Jaqueline Moll, da Universidade Federal do Rio Grande do Sul (UFRGS), apontou que todas as problemáticas enfrentadas pela escola pública são consequências de escolhas políticas. “No Brasil, vivemos o negacionismo há décadas. O país insiste em não aprender com aquilo que deu certo nas comunidades escolares e insistir naquilo que não deu. Precisamos superar isso”, defendeu. A pesquisadora versou ainda sobre o porquê de precisarmos da inovação pedagógica. “A escola precisa ser diferente porque precisamos enfrentar nossos desafios históricos, a dissociação entre a vida na escola e na vida fora dela, e criar um projeto de país.”
Já o escopo da formação de professores foi abordado por Sueli de Lima Moreira, da Universidade do Estado do Rio de Janeiro (UERJ), que falou sobre o desafio de “formar professores para transgredir” e a pesquisa-ação como estratégia coerente com este objetivo. Segundo ela, uma questão que logo se colocou na sua prática foi como não replicar as condições autoritárias que, lá na sua adolescência, a tinham tornado professora. “Reconheci que minha prática de ensino e de pesquisa tinha que ser articulada às escolas, aos movimentos sociais, que eu tinha que chamar os professores para trabalhar comigo”, explicou, frisando que a articulação entre universidade e escola legitima ambas.
Daí a importância do Escolas2030 ser um programa feito “de baixo para cima”, com e partir das organizações educativas que dele fazem parte, e baseado na metodologia da pesquisa-ação, que alia a perspectiva da investigação com a ação. “A pesquisa-ação é um processo recorrente, de forma que o que se alcança a cada ciclo serve para o aprimoramento do próximo.

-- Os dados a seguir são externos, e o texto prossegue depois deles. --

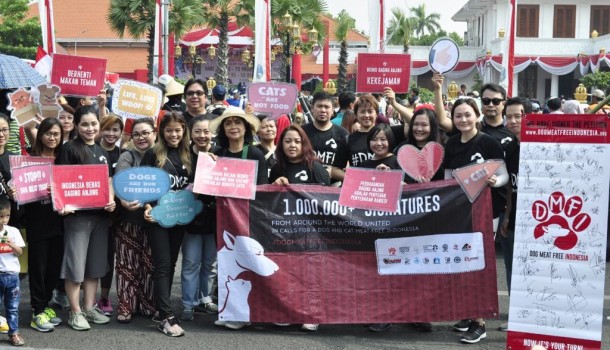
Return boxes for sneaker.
[68,312,91,331]
[224,321,250,330]
[460,322,487,344]
[51,290,71,311]
[194,302,218,315]
[158,317,185,337]
[0,316,8,334]
[301,323,319,332]
[96,297,113,316]
[453,319,471,332]
[84,307,110,325]
[214,320,227,327]
[43,307,62,326]
[180,308,194,321]
[369,323,392,332]
[498,322,508,331]
[152,311,162,323]
[30,313,54,332]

E é necessariamente participativa. Mas o ponto não se trata de envolver ou não as pessoas, mas sim o modo. E na pesquisa-ação, é participar decidindo”, explicou Elie Ghanem, da Faculdade de Educação da USP, à frente deste processo de co-construção.
Ainda com tantas temáticas e experiências a serem compartilhadas, o encontro não poderia encerrar-se senão apontando os próximos caminhos para intensificar esta troca. A partir das próximas semanas, ela acontecerá por meio da plataforma Transformar em Rede (TERE), um espaço virtual pensado para colocar em contato e mobilizar todos os interessados na educação integral e transformadora. “A TERE será o grande ponto de encontro da comunidade Escolas2030”, explicou o pesquisador Ernesto Salles.
Além de um grupo voltado para o coletivo-pesquisador, isto é, para as 100 organizações educativas que protagonizarão a pesquisa-ação no Brasil, a ferramenta contará com o grupo “Rede de Educação Integral e Transformadora”, que contemplará diferentes atores da educação como membros do Comitê Consultivo do Escolas2030, parceiros ligados às universidades, coletivos de pesquisa, secretarias de educação, além de todas as organizações educativas que, apesar de não atenderem aos critérios de elegibilidade exigidos pelo recorte da pesquisa, têm muito a contribuir com o programa. Nos vemos lá?